TimeChara: Evaluating Point-in-Time Character Hallucination of Role-Playing Large Language Models
- URL: http://arxiv.org/abs/2405.18027v1
- Date: Tue, 28 May 2024 10:19:18 GMT
- Title: TimeChara: Evaluating Point-in-Time Character Hallucination of Role-Playing Large Language Models
- Authors: Jaewoo Ahn, Taehyun Lee, Junyoung Lim, Jin-Hwa Kim, Sangdoo Yun, Hwaran Lee, Gunhee Kim,
- Abstract summary: We introduce TimeChara, a new benchmark designed to evaluate point-in-time character hallucination in role-playing LLMs.

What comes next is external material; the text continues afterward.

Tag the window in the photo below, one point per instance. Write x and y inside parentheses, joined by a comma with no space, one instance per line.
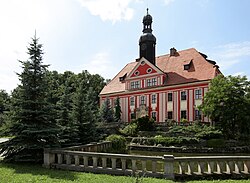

We propose Narrative-Experts, a method that decomposes the reasoning steps and utilizes narrative experts to reduce point-in-time character hallucinations effectively.
- Score: 55.51648393234699
- License: http://arxiv.org/licenses/nonexclusive-distrib/1.0/
- Abstract: While Large Language Models (LLMs) can serve as agents to simulate human behaviors (i.e., role-playing agents), we emphasize the importance of point-in-time role-playing. This situates characters at specific moments in the narrative progression for three main reasons: (i) enhancing users' narrative immersion, (ii) avoiding spoilers, and (iii) fostering engagement in fandom role-playing. To accurately represent characters at specific time points, agents must avoid character hallucination, where they display knowledge that contradicts their characters' identities and historical timelines. We introduce TimeChara, a new benchmark designed to evaluate point-in-time character hallucination in role-playing LLMs. Comprising 10,895 instances generated through an automated pipeline, this benchmark reveals significant hallucination issues in current state-of-the-art LLMs (e.g., GPT-4o). To counter this challenge, we propose Narrative-Experts, a method that decomposes the reasoning steps and utilizes narrative experts to reduce point-in-time character hallucinations effectively. Still, our findings with TimeChara highlight the ongoing challenges of point-in-time character hallucination, calling for further study.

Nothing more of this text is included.